Pour activer le dispositif public d'assurance-crédit géré par la Coface pour le compte de l'État prévu par la loi de finances rectificative pour 2013, la PME ou l'ETI devra prouver le retrait des assureurs-crédit privés. Soit elle produit au moins quatre lettres de refus de couverture d'assureurs-crédit privés, soit elle constate la baisse significative de l'encours et du taux d'acceptation d'au moins deux assureurs-crédit privés.
La réassurance portera sur tout ou partie de l'opération mise en place par l'assureur-crédit privé. Autrement dit, elle permet d'obtenir une garantie égale, même si l'assureur-crédit la réduit ou ne la donne pas entièrement, la différence de garantie étant apportée par la Coface. Au maximum, elle est égale à la garantie de l'assureur-crédit. Le cadre d'intervention du nouveau dispositif sera limité à la couverture des exportations de court terme à destination des pays dits "à risques non cessibles", à savoir les pays autres que ceux à haut revenu de l'OCDE et de l'Union européenne. En contrepartie de la couverture publique, le bénéficiaire de la garantie versera une prime représentative du risque porté par l'État.
Si l'assurance-crédit se développe proportionnellement à l'aggravation de la pratique très française de retarder les paiements, le secteur a de beaux jours devant lui ! Ainsi, selon la consultation nationale publiée le 21 novembre par CroissancePlus et la Médiation interentreprises auprès des fournisseurs des grandes entreprises françaises, "57% des PME estiment que les délais de paiement ont augmenté par rapport à 2012".

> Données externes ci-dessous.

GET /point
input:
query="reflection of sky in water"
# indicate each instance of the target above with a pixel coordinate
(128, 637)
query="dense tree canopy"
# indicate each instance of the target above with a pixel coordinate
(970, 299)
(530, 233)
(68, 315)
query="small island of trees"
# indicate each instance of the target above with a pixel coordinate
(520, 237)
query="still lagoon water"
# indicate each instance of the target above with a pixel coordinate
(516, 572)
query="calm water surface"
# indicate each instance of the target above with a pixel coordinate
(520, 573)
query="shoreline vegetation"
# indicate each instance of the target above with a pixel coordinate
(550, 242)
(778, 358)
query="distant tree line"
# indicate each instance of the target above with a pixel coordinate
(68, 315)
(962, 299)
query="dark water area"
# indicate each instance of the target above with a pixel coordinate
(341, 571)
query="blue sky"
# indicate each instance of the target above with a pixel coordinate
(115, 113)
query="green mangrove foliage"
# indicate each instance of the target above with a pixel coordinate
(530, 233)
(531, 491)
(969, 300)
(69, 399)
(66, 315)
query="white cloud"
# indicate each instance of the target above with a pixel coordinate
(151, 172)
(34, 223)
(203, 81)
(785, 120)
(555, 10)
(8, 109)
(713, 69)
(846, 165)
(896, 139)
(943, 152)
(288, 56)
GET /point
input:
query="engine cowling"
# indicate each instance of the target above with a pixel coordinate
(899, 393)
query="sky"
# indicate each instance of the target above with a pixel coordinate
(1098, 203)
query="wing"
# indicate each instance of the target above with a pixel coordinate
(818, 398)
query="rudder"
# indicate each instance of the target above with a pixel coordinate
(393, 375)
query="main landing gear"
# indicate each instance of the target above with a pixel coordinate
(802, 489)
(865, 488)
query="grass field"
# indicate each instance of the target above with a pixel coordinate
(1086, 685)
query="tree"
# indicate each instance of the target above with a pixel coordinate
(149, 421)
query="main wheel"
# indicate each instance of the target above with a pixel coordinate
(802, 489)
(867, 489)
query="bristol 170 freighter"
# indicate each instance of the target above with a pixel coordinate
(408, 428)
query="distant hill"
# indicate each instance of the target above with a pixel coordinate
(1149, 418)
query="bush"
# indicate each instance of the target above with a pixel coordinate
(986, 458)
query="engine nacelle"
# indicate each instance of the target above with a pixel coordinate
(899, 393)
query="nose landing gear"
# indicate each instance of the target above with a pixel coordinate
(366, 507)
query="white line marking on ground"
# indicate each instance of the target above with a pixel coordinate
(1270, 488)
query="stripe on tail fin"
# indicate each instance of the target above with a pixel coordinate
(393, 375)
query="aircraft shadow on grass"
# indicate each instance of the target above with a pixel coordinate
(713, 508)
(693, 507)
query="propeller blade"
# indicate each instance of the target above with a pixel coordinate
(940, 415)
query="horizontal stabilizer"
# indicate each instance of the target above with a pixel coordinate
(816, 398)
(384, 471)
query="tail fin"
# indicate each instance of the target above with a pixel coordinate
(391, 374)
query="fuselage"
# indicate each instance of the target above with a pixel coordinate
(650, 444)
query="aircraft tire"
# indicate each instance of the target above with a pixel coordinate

Dans ce contexte tendu, les sénateurs ont adopté un amendement controversé. Dans le projet de loi Consommation défendu par Benoît Hamon, ministre délégué à l'Économie solidaire et à la Consommation, cet amendement inclut dans le délai global légal de paiement un délai d'approbation, c'est-à-dire le délai de vérification et de réception des biens et services (en l'état actuel, ces délais cachés peuvent porter le délai de paiement jusqu'à 120 jours). Toutefois, les sénateurs ont ouvert une porte en offrant aux entreprises la possibilité de prévoir par convention un délai spécifique lorsque des vérifications et des procédures de réception un peu plus longues sont nécessaires. La limite étant de ne pas constituer une clause ou pratique abusive.